Dans l'auto, sur Henri-Bourassa, près de l'autoroute de la Capitale. L'horloge du tableau de bord indique 20 h 45. Ma tendre moitié et moi sommes silencieux. Puis, n'y tenant plus, nous nous exclamons d'une même voix : « Mon dieu, c'est vraiment trop bizarre! ». Pendant qu'Ophélie dort sagement dans notre chambre, nous roulons en direction du cinéma, pour la première fois depuis cinq mois.
Aux trois quarts du film, je me rends compte que je viens de passer plus d'une heure la main crispée sur le cellulaire et que celui-ci n'a toujours pas vibré. Soit que la choune dort bel et bien sagement dans notre chambre, soit que Nadine se débrouille. Incrédule, j'ouvre la main et la retire lentement de l'appareil. J'inspire, expire, me cale dans le fauteuil et relaxe.
(Bon, c'est pas vraiment un choc, il fallait juste que ça fitte.)

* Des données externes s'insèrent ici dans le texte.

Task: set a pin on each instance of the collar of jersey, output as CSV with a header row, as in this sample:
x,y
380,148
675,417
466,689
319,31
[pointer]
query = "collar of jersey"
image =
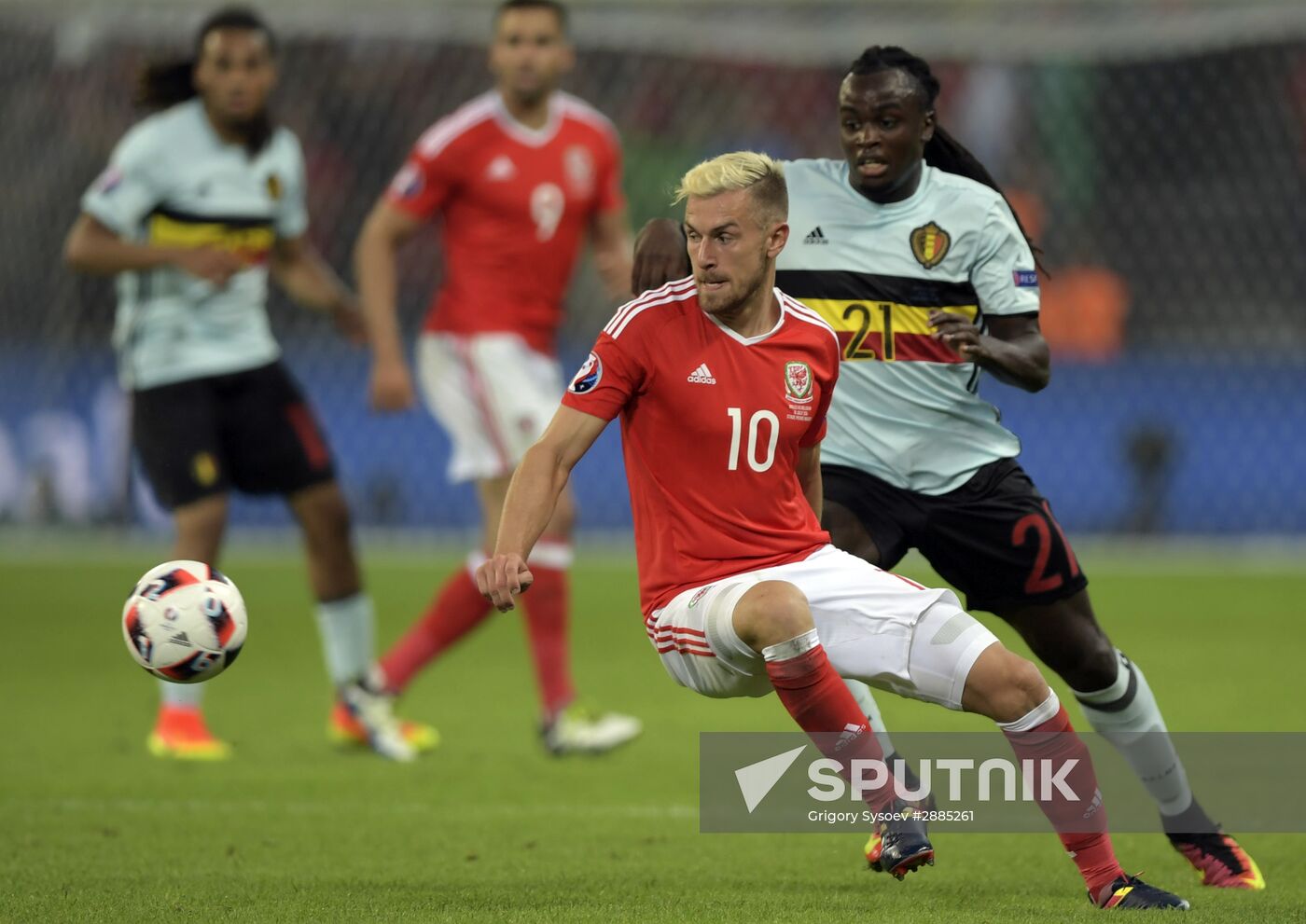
x,y
759,338
532,137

Children of Men, à ma grande surprise, c'est vraiment très, très, très bon. Je viens de lire que le film a trois nominations aux Oscars, dont « meilleur scénario adapté » et « meilleure direction photo ». Y'a de quoi.
Ceci dit, nous avons quand même trouvé un peu ironique de laisser notre bébé à la maison pour une première fois, pour aller voir un film entièrement centré sur le fait d'avoir un bébé.